My internal cost/benefit analytic sortation device and why I can’t find anything to rescue, least of all myself

I discovered something horrible about myself earlier. Or rather, I realized there is a singular horror that rests in our apathetic, 21st Century souls. I was riding tiredly in the train earlier, heading home. The 2 seats across the row from me were empty, but the seat behind them had a person of a musical bent (apparently) composing on music sheets. Composing songs on the Red Line. So glorious. From my seat, I couldn’t tell if it was a man or woman because I never turn around to look at people. If you’re behind me, you are forever out of my sight because I don’t care enough to turn to look at you unless you call my name or fart really loudly. In the seat directly behind me sat a blonde-haired woman (I remembered this from when I entered the train). I didn’t realize the passenger across and behind me was writing music until an upsetting air circulatory air or gravitational disturbance happened that caused a flurry of upset music sheets to tumble to the subway floor slightly under the seat in the row across from me. This is when I realized the person was working on music because I glanced back quickly (a justifiable reaction) after spotting the upset papers. The person was struggling to maintain order on their lap and were slow to lean down and pick up the papers from the floor. I debated a moment before resuming my straight-ahead demeanor. This was my signal that I essentially was not going to step up. My first reaction was that the person should be more careful. I contemplated briefly the possibility that I might get up, bend over and pick the sheets from the floor, but I didn’t do this. After several long, agonizing moments in which the songwriter failed to pick the paper up, the blonde lady behind me finally got up and picked them up herself. She handed them to the person and relieved me of an unspoken duty. Someone did it for me!

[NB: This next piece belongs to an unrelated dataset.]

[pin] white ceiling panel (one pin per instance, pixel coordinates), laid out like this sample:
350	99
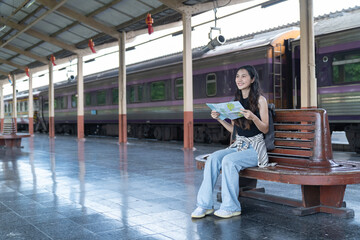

And then I felt sorta bad. I am every man. Or am I not?

Am I a piece of thoughtless crap? Shouldn’t our first instinct be to help people. Assist? Contribute to the welfare of mankind?

Why is this not our initial instinct? When the paper fell to the floor and I saw that the person was struggling to free themselves in order to pick them up from the floor, I could only look quickly before shifting my attention, because first of all, I thought they were pathetic for allowing the paper to fall, and lamer yet for not picking them up immediately. Why must I double-think helping a person in such such undemanding rescue as this? If someone was holding a knife to their throat, would I? Would I ever help anyone? Do strangers truly deserve to expect such assistance from strangers?

There are 2 types of people in this world.

There are those who instinctively help others, regardless of the magnitude or ignominy required of the assistance, and those who ponder the mechanics of such assistance, and the commitment entailed…I’m one of these people. As I sit and ponder my virtue before it can ever be proven evil. By the time I decide maybe I should spring to action, the situation laughs at my tardiness. It’s easier to sit when you’re needed than to run in circles when there is no reward. A few sheets of spilled music paper did not meet my internal cost/benefit analytic sortation device’s criteria for active engagement.

Easier to let the blonde lady’s resistance die first. That never fails. White ladies are pathologically socially responsible.

Ah fuck. I’m back in town.

Turn up the volume. It disguises the distaste.